Asimov's Foundation - thallukrish
https://medium.com/@thallukrish/asimovs-foundation-39a79fc03545
======
eesmith
> Why would I bang my head on obscure stuff if my next meal or a decent living
> is assured to me ?

What sort of view is this?

We know that many people do exactly that.

Darwin was a self-funded "gentleman scientist", as were many other scientists
of his era. (See
[https://en.wikipedia.org/wiki/Independent_scientist.](https://en.wikipedia.org/wiki/Independent_scientist.))
Why did Darwin work on obscure stuff like insect pollination when a decent
living was assured to him?

Why does Elon Musk work on "obscure stuff" like rocket science, when he has no
need to work for the rest of his entire life?

On less grandiose levels, I know people who would spend their time doing FOSS
if they had a basic income, instead of making a living developing commercial
proprietary software.

We also know some lottery winners will continue to work - because _most people
like to be engaged in productive activities_.

> Because science fiction is the opposite of history, it is a wild painting of
> the future. And you find that human race wherever they are, whether they are
> confined to this tiny planet or spread across the Milky way in the future,
> they never change.

I don't think that's the right view of SF. SF authors rarely paint about the
future. They paint about the present day in a different and often futuristic
context. And they write for what their readership knows.

Asimov's future humans are mid-20th century Americans ... in space.

But even then, Asimov's humans _do change_. The Earth culture of the Caves of
Steel are different than the Spacer culture.
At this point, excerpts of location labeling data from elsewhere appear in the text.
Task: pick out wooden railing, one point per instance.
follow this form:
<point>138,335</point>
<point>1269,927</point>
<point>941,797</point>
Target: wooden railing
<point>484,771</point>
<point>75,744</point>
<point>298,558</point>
As an even more direct counter-example, the Gaia project in Foundation and
Earth is a deliberate attempt to make a different type of human. From
[https://asimov.fandom.com/wiki/Gaia](https://asimov.fandom.com/wiki/Gaia)
"the human beings on Gaia, under robotic guidance, not only evolved their
ability to form an ongoing group consciousness, but also extended this
consciousness to the fauna and flora of the planet itself, even including
inanimate matter. As a result the entire planet became a super-organism."

If that's not change, I don't know what is.